For the first fiscal quarter, EA posted GAAP net revenues of $1.20 billion, down slightly year-over-year from $1.21 billion. However, net income was up on a GAAP basis, jumping 32 percent to $42 million.
On a non-GAAP basis, total sales were $693 million, down year-over-year from $775 million. Non-GAAP net income also slid almost 20 percent, from $61 million to $49 million.
Both sets of figures showed modest improvements on EA's first quarter guidance issued in May. The first quarter was a quiet one for the company release-wise, headlined by mobile titles like EA Sports UFC and a soft launch for Minions Paradise in Canada and Australia.
"EA delivered first quarter revenue, margins and EPS above guidance through strength in catalog sales and outperformance in digital live services offerings," EA CFO Blake Jorgensen said. "We are raising our full-year guidance today to reflect the momentum across our portfolio."
The publisher raised its full-year GAAP revenue expectations from $4.25 billion to $4.3 billion, and its non-GAAP net revenue guidance from $4.4 billion to $4.45 billion. It also raised expectations earnings per share up to $1.98 from $1.90 on a GAAP basis, and to $2.85 from $2.75 on a non-GAAP basis.

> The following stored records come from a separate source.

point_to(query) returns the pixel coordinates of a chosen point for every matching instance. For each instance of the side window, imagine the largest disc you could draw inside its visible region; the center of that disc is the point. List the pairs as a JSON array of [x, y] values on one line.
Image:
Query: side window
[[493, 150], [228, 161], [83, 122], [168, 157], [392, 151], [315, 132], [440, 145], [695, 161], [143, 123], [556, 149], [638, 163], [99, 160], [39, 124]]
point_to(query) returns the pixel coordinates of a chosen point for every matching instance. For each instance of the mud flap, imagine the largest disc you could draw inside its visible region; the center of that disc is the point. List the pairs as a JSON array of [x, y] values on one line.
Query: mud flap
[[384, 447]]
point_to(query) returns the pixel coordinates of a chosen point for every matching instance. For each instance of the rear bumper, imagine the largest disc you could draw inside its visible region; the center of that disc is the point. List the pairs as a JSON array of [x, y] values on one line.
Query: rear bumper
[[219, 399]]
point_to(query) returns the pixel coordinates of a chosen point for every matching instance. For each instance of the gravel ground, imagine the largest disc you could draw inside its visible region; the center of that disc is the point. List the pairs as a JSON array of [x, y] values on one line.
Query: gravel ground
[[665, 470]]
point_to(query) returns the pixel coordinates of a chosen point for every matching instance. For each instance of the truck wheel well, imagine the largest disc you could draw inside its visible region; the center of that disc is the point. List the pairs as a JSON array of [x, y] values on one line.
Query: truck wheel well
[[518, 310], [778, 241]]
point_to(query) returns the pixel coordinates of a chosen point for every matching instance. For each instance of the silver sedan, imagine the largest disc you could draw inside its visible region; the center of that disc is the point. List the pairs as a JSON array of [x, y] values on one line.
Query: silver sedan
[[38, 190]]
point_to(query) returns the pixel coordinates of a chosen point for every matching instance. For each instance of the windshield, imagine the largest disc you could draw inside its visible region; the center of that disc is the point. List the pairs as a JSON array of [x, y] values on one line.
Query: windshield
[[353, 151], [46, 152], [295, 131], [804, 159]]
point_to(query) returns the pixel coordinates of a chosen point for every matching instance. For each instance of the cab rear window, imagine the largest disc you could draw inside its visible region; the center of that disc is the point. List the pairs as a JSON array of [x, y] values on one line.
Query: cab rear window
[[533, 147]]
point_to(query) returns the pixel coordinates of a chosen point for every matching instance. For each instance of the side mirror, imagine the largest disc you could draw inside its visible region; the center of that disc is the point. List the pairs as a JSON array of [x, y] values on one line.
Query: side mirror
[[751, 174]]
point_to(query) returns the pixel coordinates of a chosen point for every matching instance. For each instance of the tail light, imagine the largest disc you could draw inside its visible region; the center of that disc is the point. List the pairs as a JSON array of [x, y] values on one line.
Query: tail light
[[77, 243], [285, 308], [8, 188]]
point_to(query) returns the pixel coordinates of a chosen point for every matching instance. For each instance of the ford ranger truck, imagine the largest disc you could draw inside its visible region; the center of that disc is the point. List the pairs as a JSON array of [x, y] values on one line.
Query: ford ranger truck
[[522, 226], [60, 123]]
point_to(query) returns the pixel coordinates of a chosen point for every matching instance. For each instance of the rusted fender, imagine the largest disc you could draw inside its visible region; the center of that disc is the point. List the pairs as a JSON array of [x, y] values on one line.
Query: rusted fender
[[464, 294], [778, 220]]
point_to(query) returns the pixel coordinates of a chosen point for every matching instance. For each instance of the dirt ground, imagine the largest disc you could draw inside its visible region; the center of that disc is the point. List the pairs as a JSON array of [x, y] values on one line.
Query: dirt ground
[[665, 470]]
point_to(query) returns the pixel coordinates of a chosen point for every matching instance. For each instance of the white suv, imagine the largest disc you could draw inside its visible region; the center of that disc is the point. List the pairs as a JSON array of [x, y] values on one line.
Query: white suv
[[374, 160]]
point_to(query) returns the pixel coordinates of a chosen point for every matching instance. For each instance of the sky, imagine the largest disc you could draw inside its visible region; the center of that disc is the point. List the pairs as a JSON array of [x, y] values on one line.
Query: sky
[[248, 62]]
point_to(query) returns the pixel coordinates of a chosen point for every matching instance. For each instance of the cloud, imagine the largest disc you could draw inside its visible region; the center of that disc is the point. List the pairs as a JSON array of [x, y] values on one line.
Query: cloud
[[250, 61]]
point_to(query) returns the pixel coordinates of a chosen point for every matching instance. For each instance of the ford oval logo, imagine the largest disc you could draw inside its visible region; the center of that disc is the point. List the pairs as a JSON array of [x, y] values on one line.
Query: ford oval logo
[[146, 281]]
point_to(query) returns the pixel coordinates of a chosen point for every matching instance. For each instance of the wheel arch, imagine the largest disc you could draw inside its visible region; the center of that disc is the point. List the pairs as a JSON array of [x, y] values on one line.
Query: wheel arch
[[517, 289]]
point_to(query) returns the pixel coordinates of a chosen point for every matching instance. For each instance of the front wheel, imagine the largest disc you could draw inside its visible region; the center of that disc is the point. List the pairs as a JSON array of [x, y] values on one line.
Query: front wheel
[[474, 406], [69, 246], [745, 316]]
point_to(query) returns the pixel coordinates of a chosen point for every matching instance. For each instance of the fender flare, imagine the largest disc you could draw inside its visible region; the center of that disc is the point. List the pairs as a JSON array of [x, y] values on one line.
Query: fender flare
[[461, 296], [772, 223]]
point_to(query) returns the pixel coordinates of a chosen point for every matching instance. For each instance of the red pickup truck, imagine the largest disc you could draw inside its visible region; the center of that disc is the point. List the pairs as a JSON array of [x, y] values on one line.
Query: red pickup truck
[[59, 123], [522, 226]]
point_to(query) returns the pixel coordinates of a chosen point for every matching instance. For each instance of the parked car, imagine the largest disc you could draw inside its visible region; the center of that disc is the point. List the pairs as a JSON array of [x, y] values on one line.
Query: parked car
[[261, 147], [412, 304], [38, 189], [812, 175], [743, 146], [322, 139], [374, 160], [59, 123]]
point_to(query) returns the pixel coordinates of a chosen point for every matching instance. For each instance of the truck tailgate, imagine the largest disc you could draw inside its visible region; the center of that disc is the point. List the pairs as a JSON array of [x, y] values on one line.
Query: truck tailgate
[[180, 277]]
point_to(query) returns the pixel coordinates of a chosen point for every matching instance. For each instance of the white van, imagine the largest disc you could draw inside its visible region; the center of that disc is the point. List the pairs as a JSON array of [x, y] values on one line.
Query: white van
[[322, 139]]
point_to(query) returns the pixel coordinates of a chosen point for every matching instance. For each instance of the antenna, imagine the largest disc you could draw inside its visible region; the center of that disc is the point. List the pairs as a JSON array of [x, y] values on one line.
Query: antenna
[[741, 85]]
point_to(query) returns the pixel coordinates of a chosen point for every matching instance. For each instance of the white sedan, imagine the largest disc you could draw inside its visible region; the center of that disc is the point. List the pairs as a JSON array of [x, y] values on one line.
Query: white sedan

Update: On the earnings call, EA noted that it doesn't believe it'll have trouble meeting the release date for the highly anticipated Star Wars: Battlefront, which launches on November 17. During the Q&A portion of the call, COO Peter Moore commented that pre-orders coming out of E3 have been "extremely strong" for the title, and he added that EA's expecting another boost following the upcoming Gamescom show where 265,000 gamers in Germany will look to get hands-on with the latest build of Star Wars.
Regarding the recent news that EA partnered with Nexon to bring an free-to-play version of Titanfall to Asia, Moore labeled it as "an interesting experiment in China," to see if the free-to-play model can be successfully adapted to that style of game.
And as for one of the hottest tech trends this year, CEO Andrew Wilson commented that EA is "investing appropriately" against virtual reality, and he said that the publisher has several VR "incubation projects" going on across the company, but he hesitated to say when EA might fully commit to VR or announce a big VR title.